Cubussoli
Very very predictable, including the post credit scene !!!
Vashirdfel
Simply A Masterpiece
Lucybespro
It is a performances centric movie
Bluebell Alcock
Ok... Let's be honest. It cannot be the best movie but is quite enjoyable. The movie has the potential to develop a great plot for future movies
mark-singh
I don't know if I can think of a worse movie - from, literally, every angle (writing, plot, acting, music, cinematography). Waste of 120 minutes.
SnoopyStyle
Simple small town girl Celeste Blodgett (Majandra Delfino) moves from Banger, Maine to New York City. She's a recent college graduate with a job at the New York Examiner. Her only local contact is gay cousin Harrison Blodgett (Nicholas Brendon) who uses new name Dana. She believes her interior designer neighbor Kyle Halley (Ethan Embry) is gay due to her hometown friend's opinions about all interior designers being gay. Her entry level fact checker job sucks. Her hero is reporter Lauren Rawley-Simms who has an on-and-off relationship with magazine editor Mitch Tanzer. Dana and his glam squad give her a makeover while Kyle gives her apartment a different makeover.This is cheap. It's doing the Toronto for New York thing. It's fake 90's New York. The story is formulaic. The title suggests a take on Sex in the City. Majandra does the ugly duckling thing with glasses and transitions into the swan easily. There are no surprises. The humor isn't that funny. Debbie Gibson does have a small role as one of Dana's friends.
tscnsn
I disagree with some of the comments made by Chris Winston. I agree that some of the Celestes's cousin Dana's gay friends could have been left out of the movie. I also think that Debbie Gibson could have been left out. As for leaving out her cousin and/or the fact that he is gay I disagree with. I know that this is an ABC Family Channel movie but changing Dana's sexual orientation and lifestyle I feel the movie would have lost something especially in the makeover scenes. I think that Chris has to realize that homosexuality is all around us.
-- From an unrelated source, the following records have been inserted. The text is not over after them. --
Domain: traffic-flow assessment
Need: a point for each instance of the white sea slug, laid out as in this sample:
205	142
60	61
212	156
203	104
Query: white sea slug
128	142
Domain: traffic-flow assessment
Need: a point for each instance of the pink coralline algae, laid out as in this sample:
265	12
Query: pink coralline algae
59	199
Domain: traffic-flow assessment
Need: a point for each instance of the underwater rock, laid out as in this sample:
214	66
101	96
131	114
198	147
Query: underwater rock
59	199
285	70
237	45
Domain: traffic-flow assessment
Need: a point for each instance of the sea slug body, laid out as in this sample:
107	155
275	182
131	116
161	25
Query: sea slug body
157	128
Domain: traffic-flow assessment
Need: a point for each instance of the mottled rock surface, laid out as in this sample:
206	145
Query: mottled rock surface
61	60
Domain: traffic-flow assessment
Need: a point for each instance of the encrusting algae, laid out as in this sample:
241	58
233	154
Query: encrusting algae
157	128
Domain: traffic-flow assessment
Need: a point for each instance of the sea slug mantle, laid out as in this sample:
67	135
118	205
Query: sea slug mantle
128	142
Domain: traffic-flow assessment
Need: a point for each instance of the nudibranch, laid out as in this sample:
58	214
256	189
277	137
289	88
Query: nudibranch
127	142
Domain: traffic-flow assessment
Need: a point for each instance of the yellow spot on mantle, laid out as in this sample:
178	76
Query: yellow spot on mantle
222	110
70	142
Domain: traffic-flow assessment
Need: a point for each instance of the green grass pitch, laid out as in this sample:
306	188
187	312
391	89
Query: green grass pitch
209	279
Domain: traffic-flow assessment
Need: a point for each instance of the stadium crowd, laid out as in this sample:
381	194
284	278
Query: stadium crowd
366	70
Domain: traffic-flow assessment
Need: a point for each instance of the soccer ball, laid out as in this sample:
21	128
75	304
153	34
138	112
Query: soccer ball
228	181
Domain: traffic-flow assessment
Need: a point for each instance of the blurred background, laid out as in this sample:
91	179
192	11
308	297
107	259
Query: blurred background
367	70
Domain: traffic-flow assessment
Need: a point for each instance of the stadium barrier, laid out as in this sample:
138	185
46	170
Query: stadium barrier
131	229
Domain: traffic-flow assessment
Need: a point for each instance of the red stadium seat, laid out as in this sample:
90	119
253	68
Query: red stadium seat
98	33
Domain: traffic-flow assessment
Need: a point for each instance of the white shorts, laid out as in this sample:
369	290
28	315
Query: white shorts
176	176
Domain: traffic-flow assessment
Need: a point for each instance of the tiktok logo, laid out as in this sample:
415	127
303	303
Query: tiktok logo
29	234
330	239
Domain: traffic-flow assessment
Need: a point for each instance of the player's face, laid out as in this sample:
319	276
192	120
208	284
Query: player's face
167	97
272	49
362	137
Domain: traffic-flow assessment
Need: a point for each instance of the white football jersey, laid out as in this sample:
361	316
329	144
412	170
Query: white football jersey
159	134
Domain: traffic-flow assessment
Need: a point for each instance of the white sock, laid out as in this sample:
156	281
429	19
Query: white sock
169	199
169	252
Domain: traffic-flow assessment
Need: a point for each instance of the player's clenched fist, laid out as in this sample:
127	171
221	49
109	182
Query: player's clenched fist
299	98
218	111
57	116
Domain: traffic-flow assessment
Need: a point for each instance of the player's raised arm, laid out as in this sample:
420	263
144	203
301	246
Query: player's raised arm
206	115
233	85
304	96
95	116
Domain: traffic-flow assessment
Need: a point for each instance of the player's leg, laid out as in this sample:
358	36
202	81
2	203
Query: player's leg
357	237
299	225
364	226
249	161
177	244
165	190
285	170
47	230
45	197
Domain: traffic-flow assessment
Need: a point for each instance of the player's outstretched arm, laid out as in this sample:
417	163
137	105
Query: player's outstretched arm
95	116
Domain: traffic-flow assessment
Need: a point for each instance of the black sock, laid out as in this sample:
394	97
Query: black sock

In New york where Celeste moves there is a very large gay and lesbian population. This is something/ a lifestyle that Celeste is unfamiliar with -being from a small town in Maine. She is supposed to be a little shocked when she meets her cousin and some of his friends and also realizes that she is in a gay club. I also think in the scenes at the skate boarding park- when Celeste and Kyle make up and kiss-the gay "groupies" on the park bench in the background could have been left out.Over all I really liked the movie(an no I am not a lesbian).
AlphabetCity
A huge lesson that Celeste allegedly learns in this story is that it's wrong to assume you know a person simply based on the stereotypes to which they seem to fit. For example, she mistakenly assumes a male interior decorator friend of hers is gay, thus hurting his feelings tremendously when he tells her he has feelings for her.Yet this TV movie itself is so peppered with irritating stereotypes that the filmmakers seem immensely hypocritical. Celeste has a number of male buddies in the hair/clothes/appearance industry, all of whom are bumbling, effeminate, militant fashionistas. Her "cute" boss boyfriend, while he seems essentially pleasant and charming for the first 90% of the film, suddenly turns very "boss-like" at the end and turns out to have been cheating on Celeste and using her writing as a way to get into her pants.Overall this film is incredibly ridiculous. I wouldn't waste your time.